Arpith Chacko Jacob - since 1982...

Archives for: August 2004, 01

  SIMD Smith-Waterman search for x86 - Beta release 1.0.0.2

August 01, 2004  

Technology: Intel MMX/SSE/SSE2
Algorithm: Diagonal, Horizontal
Precision: Byte, Word

Copyright (C) 2003 Arpith Chacko Jacob

Download sw-simd-x86-1.0.0.2.zip

This package includes a parallel version of the Smith Waterman algorithm using Multimedia Extension Instructions on Intel platforms. See [1] for complete details. Two approaches, diagonal [2] and horizontal [3] are used.

The source is written in C and Assembly, and may be compiled using the GNU C compiler and the GNU Assembler. Implementations for MMX (on Intel Pentium with MMX, Intel Pentium II), SSE (Intel Pentium III) and SSE2 (Intel Pentium 4) are available. A processor detect routine that should run on most Intel 486 machines and above selects the best possible implementation during runtime, according to the technology available on the processor.

Byte (maximum possible score 255) and word (maximum possible score 65535) precision implementations are available. The actual maximum score for each precision will vary according to the similarity matrix. Negative scores are eliminated from the SW comparison matrix by biasing the similarity matrix, hence increasing the precision (since one bit is no longer needed for the sign bit). The bias value is the most negative value in the similarity matrix and is added to each element in the matrix. Hence the maximum score for the byte and word precisions are 255 - BIAS and 65535 - BIAS respectively.

The horizontal MMX and SSE approaches perform better than the corresponding diagonal approaches for standard gap penalties, and hence should be prefered on Pentium III machines or lower. The diagonal SSE2 approach performs better than the horizontal SSE2 approach for standard gap penalties, and hence should be used on Pentium 4 machines or higher. The horizontal approach performs far better however, for extremely large gap penalties (of the order of 40 + 2k, see [1]).

Limitations:

  • Does not include a 3dnow implementation for AMD machines. However, SSE2 is supported on AMD processors.
  • The MMX implementations perform poorly due to the lack of appropriate instructions in the MMX instruction set.
  • The MMX and SSE implementations on Intel workstations use MMX registers which are aliased with the FPU registers of the floating point unit. Hence floating point operations and MMX/SSE instructions cannot be mixed together without saving state information.
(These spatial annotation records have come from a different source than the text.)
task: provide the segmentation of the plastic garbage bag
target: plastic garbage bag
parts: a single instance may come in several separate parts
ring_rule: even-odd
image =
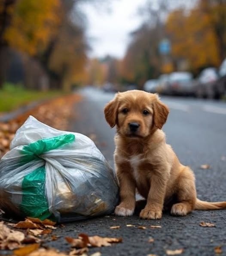
[[[89,138],[30,116],[0,160],[0,208],[64,222],[112,212],[119,188]]]

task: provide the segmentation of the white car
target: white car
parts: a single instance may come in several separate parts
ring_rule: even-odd
[[[156,86],[158,84],[157,79],[150,79],[145,82],[144,85],[144,90],[148,92],[155,93],[156,92]]]

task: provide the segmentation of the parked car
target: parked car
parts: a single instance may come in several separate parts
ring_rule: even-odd
[[[154,94],[157,92],[156,88],[158,81],[157,79],[147,80],[144,85],[144,91]]]
[[[216,84],[215,98],[226,96],[226,58],[223,61],[219,70],[219,78]]]
[[[218,78],[217,69],[214,67],[203,69],[193,83],[195,95],[198,98],[215,97],[216,86]]]
[[[192,95],[192,80],[193,76],[191,73],[173,72],[169,75],[166,94],[170,95]]]
[[[105,83],[103,86],[102,89],[105,92],[117,92],[118,90],[116,86],[111,83]]]
[[[168,81],[169,75],[168,74],[162,74],[158,79],[158,84],[156,85],[156,92],[165,94],[167,83]]]

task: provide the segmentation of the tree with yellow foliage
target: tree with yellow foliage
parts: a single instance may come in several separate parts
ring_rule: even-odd
[[[221,0],[200,0],[188,13],[176,10],[166,27],[173,58],[188,60],[195,72],[219,66],[226,56],[226,3]]]

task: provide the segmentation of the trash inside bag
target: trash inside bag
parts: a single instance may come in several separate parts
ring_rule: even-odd
[[[65,222],[113,212],[115,174],[89,138],[30,116],[0,160],[0,208]]]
The 'emms' instruction is used for this purpose, but can incur a large time penalty for its execution.
    In this package floating point instructions are used for benchmarking in DEBUG mode, (with flag -DDEBUG in Makefile) and hence the emms instruction is included only in DEBUG mode, and not in the normal compilation mode. 'emms' is not required for the SSE2 implementations.
  • Elements in the similarity matrix are limited to signed char.
  • The gap open and gap extend penalties are limited to unsigned char.

To compile:

make

        
To execute:

sw_simd_x86 h|d mmx|sse|sse2|auto b|w|bw a|n database query sim_matrix gap_init gap_ext

h           Horizontal approach
d           Diagonal approach
mmx         MMX Technology
sse         SSE Technology
sse2        SSE2 Technology
auto        Automatically detect best technology available
b           Byte precision for scores
w           Word precision for scores
bw          Byte and Word precision for scores
a           Protein search
n           DNA search
database    FASTA database file containing multiple
            sequences in FASTA format
query       FASTA query file containing a single
            sequence in FASTA format
sim_matrix  Similarity matrix
gap_init    Gap initialization penalty (positive integer)
gap_ext     Gap extension penalty (positive integer)

Sample:

./sw_simd_x86 h auto b a db_aa.fasta query_aa.fasta blosum50.mat 12 2
./sw_simd_x86 d sse2 b n db.fasta query.fasta pam47.mat 10 5

References:

[1] Arpith Chacko Jacob, "Whole Genome Comparison using Commodity
Workstations," B.E. thesis, 2003.

[2] Andrzej Wozniak, "Using video­oriented instructions to speed up sequence comparison," Computer Applications in the Biosciences, 13(2):145-150, 1997.

[3] Torbjorn Rognes and Erling Seeberg, "Six-fold speed-up of Smith-Waterman sequence database searches using parallel processing on common
microprocessors," Bioinformatics, 16(8):669-706, 2000.